The following is a small excerpt from his article.
“Our contemporary world is host to two coexisting but fundamentally different—and, in at least one crucial respect, contradictory—realities. One of these might be termed Political Reality, though it extends far beyond formal politics and pervades conventional economic thinking. It is the bounded universe of what is acceptable in public economic-social-political discourse. The other is Physical Reality: i.e., what exists in terms of energy and materials, and what is possible given the laws of thermodynamics.
“For decades these two realities have developed along separate lines. They overlap from time to time: politicians and economists use data tied to measurable physical parameters, while physical scientists often frame their research and findings in socially meaningful ways. But in intent and effect, they diverge to an ever-greater extent.”
Heinberg goes on to say economic growth and climate change forces the question of at which they differ to the point of outright contradiction.
In previous books Mr. Heinberg describes how the fossil-fueled industrial revolution contributed to the world of consumerism, globalization and financialization and how governments came to expect high rates of growth in order fulfill extravagant promises.
He also said when any public person (writer, economist, scientist, whatever) demonstrates a disconnection from political reality by questioning the desirability or possibility of continued growth, mainstream media turns their attention elsewhere, adding that what is needed is another choice or path that minimizes human suffering, averts the worst environmental impacts, and yields the best ultimate outcome of sustainable and thriving human cultures in functioning, stabilize ecosystems.
Some of his suggestions for achieving the contraction approach are the following:
“Start by putting effort into building a stronger consensus for action among those in the “physical reality” camp. Then pursue strategic alliances. There is a spectrum among those wedded to political reality, with denial of climate change and biological evolution at one end. Open a wider dialogue with those at the more physically realistic end of that spectrum, calmly insisting on the primacy of limits to growth while seeking common ground. Then help these reasonable folks work from the inside to transform political reality until it more closely resembles physical reality.
“Dedicate major funding to a public education program in critical thinking. An Inconvenient Truth and Cosmos were helpful first volleys, but what is needed is something on a far larger scale; maintained over several years; encompassing classroom materials as well as television, YouTube, and social media; and addressing the population-consumption growth dilemma as well as numeracy, ecological literacy, and climate change.
Fund major culturally informed and targeted family planning campaigns throughout the world, with a special emphasis on nations with high birth rates.
There are already several movements aiding individuals and communities to adapt to a post-growth, post-carbon economic regime: localism, Transition Towns, the organics movement, Slow Food and Money, the voluntary simplicity movement, and more. These need far greater support.”

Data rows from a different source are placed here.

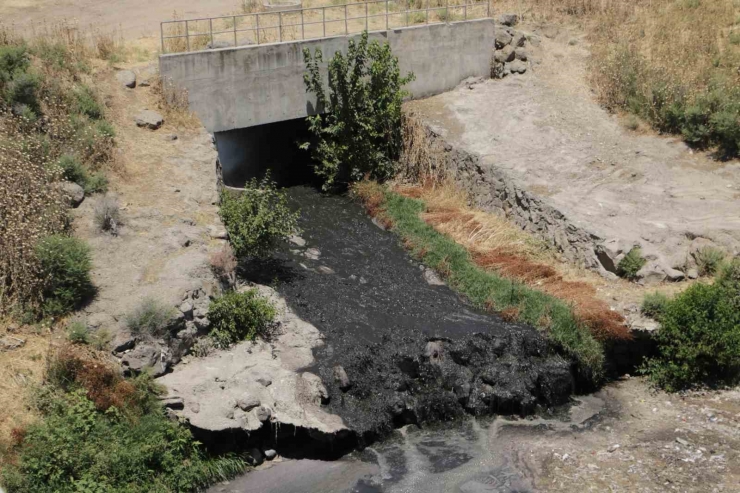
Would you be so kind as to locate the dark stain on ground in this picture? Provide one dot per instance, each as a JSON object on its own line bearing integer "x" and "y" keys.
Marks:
{"x": 413, "y": 352}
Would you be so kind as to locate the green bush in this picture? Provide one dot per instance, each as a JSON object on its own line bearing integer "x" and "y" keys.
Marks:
{"x": 257, "y": 218}
{"x": 357, "y": 130}
{"x": 65, "y": 266}
{"x": 654, "y": 305}
{"x": 239, "y": 316}
{"x": 151, "y": 317}
{"x": 709, "y": 260}
{"x": 631, "y": 264}
{"x": 77, "y": 447}
{"x": 86, "y": 103}
{"x": 699, "y": 339}
{"x": 73, "y": 170}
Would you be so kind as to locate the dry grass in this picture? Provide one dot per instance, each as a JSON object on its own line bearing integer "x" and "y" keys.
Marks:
{"x": 498, "y": 245}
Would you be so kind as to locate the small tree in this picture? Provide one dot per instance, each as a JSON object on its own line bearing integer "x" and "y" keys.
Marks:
{"x": 257, "y": 218}
{"x": 357, "y": 131}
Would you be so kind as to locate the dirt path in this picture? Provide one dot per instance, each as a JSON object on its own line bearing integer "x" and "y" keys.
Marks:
{"x": 547, "y": 133}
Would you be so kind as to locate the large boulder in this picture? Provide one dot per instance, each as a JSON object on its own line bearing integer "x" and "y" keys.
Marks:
{"x": 127, "y": 78}
{"x": 149, "y": 119}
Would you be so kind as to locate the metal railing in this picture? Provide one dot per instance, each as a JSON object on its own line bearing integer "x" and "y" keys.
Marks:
{"x": 185, "y": 35}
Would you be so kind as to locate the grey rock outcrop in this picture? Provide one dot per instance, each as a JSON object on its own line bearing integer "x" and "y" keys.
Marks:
{"x": 75, "y": 194}
{"x": 149, "y": 119}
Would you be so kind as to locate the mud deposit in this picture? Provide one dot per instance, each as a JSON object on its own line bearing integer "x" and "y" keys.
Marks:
{"x": 413, "y": 352}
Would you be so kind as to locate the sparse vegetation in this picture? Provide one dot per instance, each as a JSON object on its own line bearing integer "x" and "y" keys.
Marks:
{"x": 239, "y": 316}
{"x": 151, "y": 318}
{"x": 107, "y": 214}
{"x": 257, "y": 218}
{"x": 485, "y": 289}
{"x": 699, "y": 338}
{"x": 357, "y": 130}
{"x": 65, "y": 268}
{"x": 631, "y": 263}
{"x": 709, "y": 260}
{"x": 101, "y": 433}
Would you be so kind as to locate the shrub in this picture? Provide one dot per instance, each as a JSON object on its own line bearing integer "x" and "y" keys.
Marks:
{"x": 151, "y": 317}
{"x": 77, "y": 332}
{"x": 65, "y": 266}
{"x": 107, "y": 214}
{"x": 257, "y": 218}
{"x": 654, "y": 305}
{"x": 709, "y": 260}
{"x": 631, "y": 263}
{"x": 115, "y": 440}
{"x": 699, "y": 339}
{"x": 223, "y": 264}
{"x": 239, "y": 316}
{"x": 357, "y": 130}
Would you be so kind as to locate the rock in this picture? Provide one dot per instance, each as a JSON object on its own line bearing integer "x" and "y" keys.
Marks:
{"x": 9, "y": 343}
{"x": 517, "y": 67}
{"x": 297, "y": 240}
{"x": 508, "y": 19}
{"x": 519, "y": 40}
{"x": 432, "y": 278}
{"x": 255, "y": 457}
{"x": 651, "y": 273}
{"x": 674, "y": 275}
{"x": 609, "y": 253}
{"x": 127, "y": 78}
{"x": 74, "y": 193}
{"x": 149, "y": 119}
{"x": 173, "y": 403}
{"x": 503, "y": 38}
{"x": 142, "y": 357}
{"x": 313, "y": 388}
{"x": 340, "y": 376}
{"x": 187, "y": 309}
{"x": 263, "y": 413}
{"x": 247, "y": 403}
{"x": 505, "y": 54}
{"x": 123, "y": 341}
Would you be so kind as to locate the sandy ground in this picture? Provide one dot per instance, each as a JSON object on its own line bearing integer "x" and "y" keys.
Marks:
{"x": 546, "y": 131}
{"x": 132, "y": 18}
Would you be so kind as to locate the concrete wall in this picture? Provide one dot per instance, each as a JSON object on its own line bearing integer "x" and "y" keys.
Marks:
{"x": 241, "y": 87}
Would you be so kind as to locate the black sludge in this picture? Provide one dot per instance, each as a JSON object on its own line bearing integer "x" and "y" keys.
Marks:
{"x": 409, "y": 352}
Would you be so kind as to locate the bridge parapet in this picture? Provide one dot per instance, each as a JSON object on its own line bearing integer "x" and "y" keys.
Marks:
{"x": 300, "y": 24}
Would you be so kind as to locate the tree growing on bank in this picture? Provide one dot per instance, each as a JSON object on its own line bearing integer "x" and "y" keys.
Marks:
{"x": 357, "y": 130}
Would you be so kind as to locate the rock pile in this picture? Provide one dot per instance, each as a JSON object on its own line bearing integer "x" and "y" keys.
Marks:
{"x": 510, "y": 54}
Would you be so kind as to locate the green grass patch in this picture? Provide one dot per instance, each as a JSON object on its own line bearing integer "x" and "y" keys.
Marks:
{"x": 487, "y": 290}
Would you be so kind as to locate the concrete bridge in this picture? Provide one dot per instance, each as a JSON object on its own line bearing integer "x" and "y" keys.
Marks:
{"x": 253, "y": 99}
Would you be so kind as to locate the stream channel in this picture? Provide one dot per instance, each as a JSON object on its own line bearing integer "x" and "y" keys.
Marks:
{"x": 427, "y": 372}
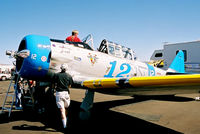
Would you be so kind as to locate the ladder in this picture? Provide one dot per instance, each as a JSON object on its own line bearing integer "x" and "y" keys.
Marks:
{"x": 6, "y": 105}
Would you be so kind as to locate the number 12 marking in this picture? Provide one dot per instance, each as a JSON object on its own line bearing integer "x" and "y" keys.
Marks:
{"x": 122, "y": 68}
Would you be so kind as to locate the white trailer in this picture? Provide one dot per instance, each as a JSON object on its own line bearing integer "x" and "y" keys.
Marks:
{"x": 191, "y": 52}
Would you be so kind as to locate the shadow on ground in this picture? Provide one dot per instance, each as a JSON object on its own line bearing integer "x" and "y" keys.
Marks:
{"x": 103, "y": 120}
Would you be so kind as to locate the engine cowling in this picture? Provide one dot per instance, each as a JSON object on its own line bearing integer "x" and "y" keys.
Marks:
{"x": 36, "y": 65}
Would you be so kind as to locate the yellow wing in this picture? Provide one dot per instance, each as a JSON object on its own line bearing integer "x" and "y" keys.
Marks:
{"x": 150, "y": 85}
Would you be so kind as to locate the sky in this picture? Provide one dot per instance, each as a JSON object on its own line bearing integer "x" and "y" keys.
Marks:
{"x": 143, "y": 25}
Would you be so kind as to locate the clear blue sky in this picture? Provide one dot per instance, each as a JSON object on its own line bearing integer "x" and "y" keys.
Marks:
{"x": 142, "y": 25}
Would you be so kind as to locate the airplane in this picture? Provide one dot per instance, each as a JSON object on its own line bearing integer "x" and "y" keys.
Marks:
{"x": 111, "y": 69}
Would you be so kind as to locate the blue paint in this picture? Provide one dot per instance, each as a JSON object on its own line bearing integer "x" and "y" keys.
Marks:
{"x": 151, "y": 70}
{"x": 122, "y": 67}
{"x": 178, "y": 63}
{"x": 110, "y": 74}
{"x": 125, "y": 68}
{"x": 37, "y": 64}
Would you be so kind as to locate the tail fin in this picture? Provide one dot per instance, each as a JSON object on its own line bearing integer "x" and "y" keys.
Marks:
{"x": 177, "y": 64}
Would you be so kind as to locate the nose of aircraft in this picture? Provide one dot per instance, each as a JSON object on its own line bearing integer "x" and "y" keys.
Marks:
{"x": 33, "y": 56}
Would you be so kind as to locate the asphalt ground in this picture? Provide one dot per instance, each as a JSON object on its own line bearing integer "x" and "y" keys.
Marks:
{"x": 163, "y": 115}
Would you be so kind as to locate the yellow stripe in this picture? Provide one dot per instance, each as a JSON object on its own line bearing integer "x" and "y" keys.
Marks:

We already have some of these movements in our community which unfortunately are supported by a minority of the population. Perhaps if each of the physical reality converts took one issue and promoted it with all of their energy we could make a collective difference.
For example I will continue to promote alternate uses of forest residue from logging rather than burning it. We should also encourage discussions around alternate forest tenures.
Jim Hilton is a professional agrologist and forester who has lived and worked in the Cariboo Chilcotin for the past 40 years. Now retired, Hilton still volunteers his skills with local community forests organizations.